In some respects, Ergen’s urgency to round out his media-delivery offerings comes from the long-term vulnerability of the pay-TV business model.
“As stocks, pay-TV operators as a whole will struggle to get any type of [price/earnings] multiple expansion with over-the-top video becoming reality,” says Brad Gastwirth, analyst and co-founder of research boutique ABR Investment Strategy, citing consumer’s pulling content piecemeal from the likes of Netflix Corp. (NFLX) or Amazon.com (AMZN) outside of standard bundled cable and satellite packages.

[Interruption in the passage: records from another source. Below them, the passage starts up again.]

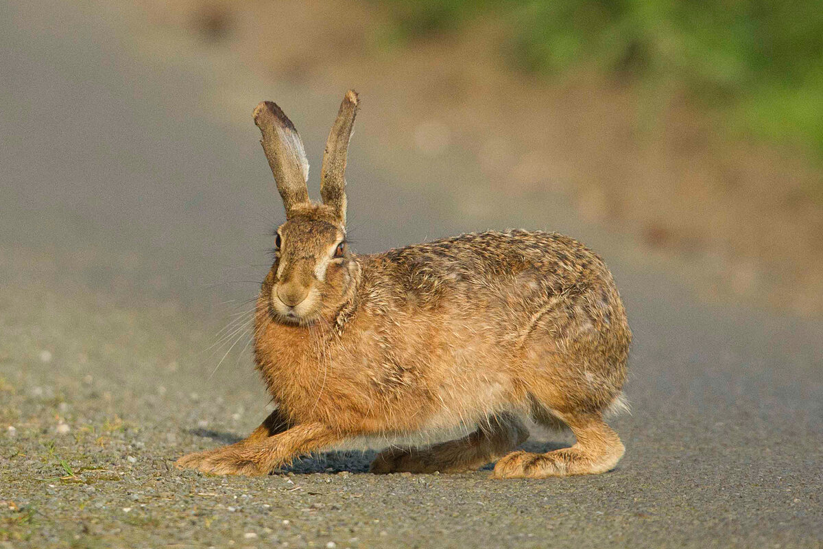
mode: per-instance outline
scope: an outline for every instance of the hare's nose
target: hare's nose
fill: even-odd
[[[277,288],[277,298],[289,307],[296,307],[309,295],[309,288],[298,286],[281,286]]]

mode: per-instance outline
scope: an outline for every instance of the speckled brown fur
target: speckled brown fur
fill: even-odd
[[[276,105],[279,115],[260,122],[259,109],[273,104],[255,110],[287,202],[254,334],[257,367],[278,408],[249,439],[179,464],[263,474],[353,437],[463,426],[477,430],[390,449],[372,470],[458,471],[495,459],[497,477],[612,468],[624,448],[602,415],[624,402],[631,333],[602,260],[569,237],[519,230],[356,255],[345,242],[342,170],[357,101],[346,94],[327,144],[323,194],[331,203],[300,198],[308,194],[295,166],[307,163],[272,158],[286,149],[267,142],[278,133],[265,124],[280,123],[293,132],[286,141],[300,142],[296,130]],[[300,154],[302,144],[288,150]],[[528,436],[523,416],[567,426],[577,443],[512,452]]]

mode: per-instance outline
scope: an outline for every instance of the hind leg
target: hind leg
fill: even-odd
[[[501,413],[468,436],[428,448],[388,449],[371,463],[374,473],[473,471],[514,449],[528,438],[515,416]]]
[[[546,478],[606,472],[623,457],[625,448],[600,412],[556,413],[577,442],[546,454],[512,452],[495,466],[495,478]]]

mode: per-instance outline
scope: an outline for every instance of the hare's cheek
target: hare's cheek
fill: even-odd
[[[326,284],[339,286],[343,280],[345,271],[339,263],[329,263],[326,268]]]

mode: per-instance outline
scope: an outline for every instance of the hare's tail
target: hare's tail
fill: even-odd
[[[622,414],[631,414],[631,406],[629,403],[629,399],[625,398],[625,393],[621,391],[603,411],[603,416],[615,417]]]

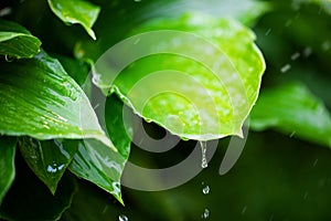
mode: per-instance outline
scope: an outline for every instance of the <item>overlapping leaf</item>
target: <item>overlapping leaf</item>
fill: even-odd
[[[31,137],[19,140],[20,150],[32,171],[54,194],[57,183],[71,164],[76,150],[76,140],[51,139],[40,141]]]
[[[0,19],[0,54],[7,59],[32,57],[41,46],[41,41],[18,23]]]
[[[15,177],[17,138],[0,137],[0,204]]]
[[[142,34],[96,63],[94,82],[104,92],[116,92],[145,119],[184,138],[242,136],[265,69],[248,29],[189,14],[151,21],[135,33]]]
[[[113,147],[82,88],[40,53],[0,64],[0,133],[38,139],[96,138]]]
[[[105,116],[109,136],[118,152],[99,141],[82,140],[70,170],[108,191],[122,203],[120,176],[128,159],[132,130],[130,125],[126,130],[121,117],[122,104],[116,97],[108,97]]]
[[[250,128],[275,128],[331,148],[331,116],[323,103],[300,83],[264,91],[252,110]]]
[[[67,24],[79,23],[96,40],[92,27],[98,18],[99,7],[84,0],[49,0],[49,4],[62,21]]]

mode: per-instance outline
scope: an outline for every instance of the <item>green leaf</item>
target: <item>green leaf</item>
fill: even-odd
[[[0,219],[58,220],[70,208],[76,191],[74,177],[71,173],[64,176],[53,196],[26,167],[21,156],[17,158],[17,178],[0,206]]]
[[[331,147],[331,117],[322,101],[300,83],[264,91],[250,114],[250,128],[274,128]]]
[[[0,133],[38,139],[96,138],[113,147],[76,82],[44,52],[0,62]]]
[[[41,41],[18,23],[0,19],[0,54],[32,57],[40,51]]]
[[[96,40],[92,30],[100,8],[84,0],[49,0],[51,10],[66,24],[79,23]]]
[[[15,177],[14,137],[0,137],[0,204]]]
[[[118,152],[96,140],[81,141],[70,169],[77,177],[89,180],[111,193],[122,203],[120,176],[128,159],[131,140],[121,117],[122,103],[114,96],[108,97],[105,116],[110,139]],[[132,133],[130,125],[128,125],[128,133]]]
[[[54,194],[58,181],[77,150],[77,141],[62,143],[57,139],[40,141],[31,137],[22,137],[19,144],[29,167]]]
[[[142,34],[97,61],[96,85],[180,137],[242,136],[265,70],[248,29],[233,20],[189,14],[152,20],[135,33]]]

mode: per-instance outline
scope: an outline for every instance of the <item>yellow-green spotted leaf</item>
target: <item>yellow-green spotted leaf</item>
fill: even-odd
[[[18,23],[0,19],[0,54],[11,57],[32,57],[41,41]]]
[[[84,0],[49,0],[51,10],[66,24],[81,24],[96,40],[92,30],[100,8]]]

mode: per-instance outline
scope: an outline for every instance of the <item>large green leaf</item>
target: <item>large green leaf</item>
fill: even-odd
[[[76,180],[70,175],[63,177],[53,196],[18,154],[17,178],[0,206],[0,220],[58,220],[76,190]]]
[[[77,150],[77,141],[62,143],[57,139],[40,141],[31,137],[22,137],[19,144],[29,167],[54,194],[60,179]]]
[[[82,88],[41,52],[0,62],[0,133],[38,139],[96,138],[113,147]]]
[[[17,138],[0,137],[0,204],[15,177]]]
[[[32,57],[41,41],[18,23],[0,19],[0,54],[13,57]]]
[[[264,91],[252,110],[250,128],[275,128],[331,147],[331,116],[324,104],[300,83]]]
[[[233,20],[189,14],[153,20],[135,33],[142,34],[97,61],[96,85],[181,137],[242,136],[265,70],[248,29]]]
[[[99,141],[84,140],[79,143],[78,151],[70,166],[77,177],[97,185],[121,203],[120,176],[128,159],[132,133],[130,125],[127,125],[126,130],[122,105],[116,97],[108,97],[105,113],[109,137],[118,152]]]
[[[67,24],[79,23],[96,40],[92,27],[100,12],[99,7],[84,0],[49,0],[49,4],[62,21]]]

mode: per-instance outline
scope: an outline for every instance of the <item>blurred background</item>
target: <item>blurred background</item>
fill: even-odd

“A Dish/Sprint combination gets the company closer to being a leading home entertainment company via TV, phone and media streaming," Gastwirth says. "Adding a mobile operator along with their Blockbuster assets, gets Dish into a much more interesting area. This at least diversifies the company and time will tell if they are able to execute on this new ambitious strategy.”
Ergen, a former professional card player who is revered in the finance world for his long-term vision and capital-allocation acumen, has offered clues that this is where’s he’s been heading for a while.
In this long interview from February at an AllThingsD conference, Ergen said: “In most cases it’s better for the consumer to pay for content one time and then use it wherever” he or she wants. “We’d like to own a wireless network so we can give the quality of service” demanded by go-anywhere applications.
It’s hard to handicap how this multi-front battle will play out from here. Sprint’s board must weigh the higher nominal value of Dish’s proposal against its existing, more secure agreement. Dish has stated that it expects to be able to finance the cash portion of its bid in part with new debt – and this is likely true – but it is not a fully funded offer yet.
And, as with all things telecom and media-related, regulatory intricacies are crucial. Various permissions for transfer and usage of spectrum are in play, and it’s unclear whether U.S. regulators might prefer that a domestic wireless carrier remain in the hands of a domestic owner, rather than 70% controlled by a foreign company.